For fraud detection scenarios where you want to evaluate at the card/entity level:

```python
from fraudmetrics import get_card_precision_at_topk

# Card IDs for each transaction
card_ids = ['card_001', 'card_001', 'card_002', 'card_003', 'card_002']

# Calculate card-level precision (aggregates transaction scores per card)
card_precision = get_card_precision_at_topk(
    y_true, y_pred_proba, card_ids, k=10, aggregation_func='max'
)
print(f"Card Precision@10: {card_precision:.3f}")
```

### Comprehensive Model Evaluation

```python
def evaluate_fraud_model(y_true, y_pred_proba, transaction_values, thresholds=[0.3, 0.5, 0.7]):
    """Comprehensive fraud detection model evaluation."""
    
    results = {}
    
    # Threshold-free metrics
    results['roc_auc'] = get_roc_auc_score(y_true, y_pred_proba)
    results['ap_score'] = get_AP_score(y_true, y_pred_proba)
    
    # Thresholded metrics
    for threshold in thresholds:
        results[f'threshold_{threshold}'] = {
            'f1': get_f1_score(y_true, y_pred_proba, threshold=threshold),
            'precision': get_precision_score(y_true, y_pred_proba, threshold=threshold),
            'recall': get_recall_score(y_true, y_pred_proba, threshold=threshold)
        }
    
    # Value-based metrics
    results['value_metrics'] = {
        'value_captured_100': value_captured_at_k(y_true, y_pred_proba, transaction_values, k=100),
        'efficiency_100': value_efficiency_at_k(y_true, y_pred_proba, transaction_values, k=100)
    }
    
    return results
```

## 📋 Requirements

- Python 3.11+
- NumPy >= 2.3.1
- Pandas >= 2.3.0
- Matplotlib >= 3.10.3
- Seaborn >= 0.13.2

## 🤝 Contributing

Contributions are welcome!
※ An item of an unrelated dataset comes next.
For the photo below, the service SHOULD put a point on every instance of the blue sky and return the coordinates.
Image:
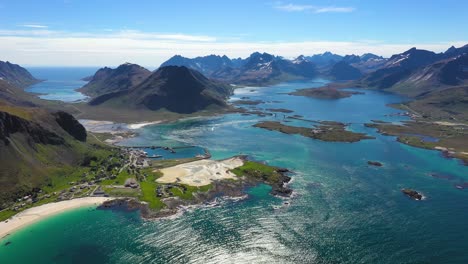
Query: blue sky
(102, 32)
Please feel free to submit a Pull Request. For major changes, please open an issue first to discuss what you would like to change.

## 📄 License

This project is licensed under the MIT License - see the [LICENSE](LICENSE) file for details.

## 🙏 Acknowledgments

- Inspired by the need for comprehensive fraud detection evaluation
- Built with best practices from scikit-learn and other ML libraries
- Designed for practical business applications

## 📞 Support

If you have any questions or need help, please open an issue on GitHub or contact the maintainers.

---

**Note**: This library is specifically designed for fraud detection and binary classification scenarios. For general multi-class classification, consider using scikit-learn's metrics module.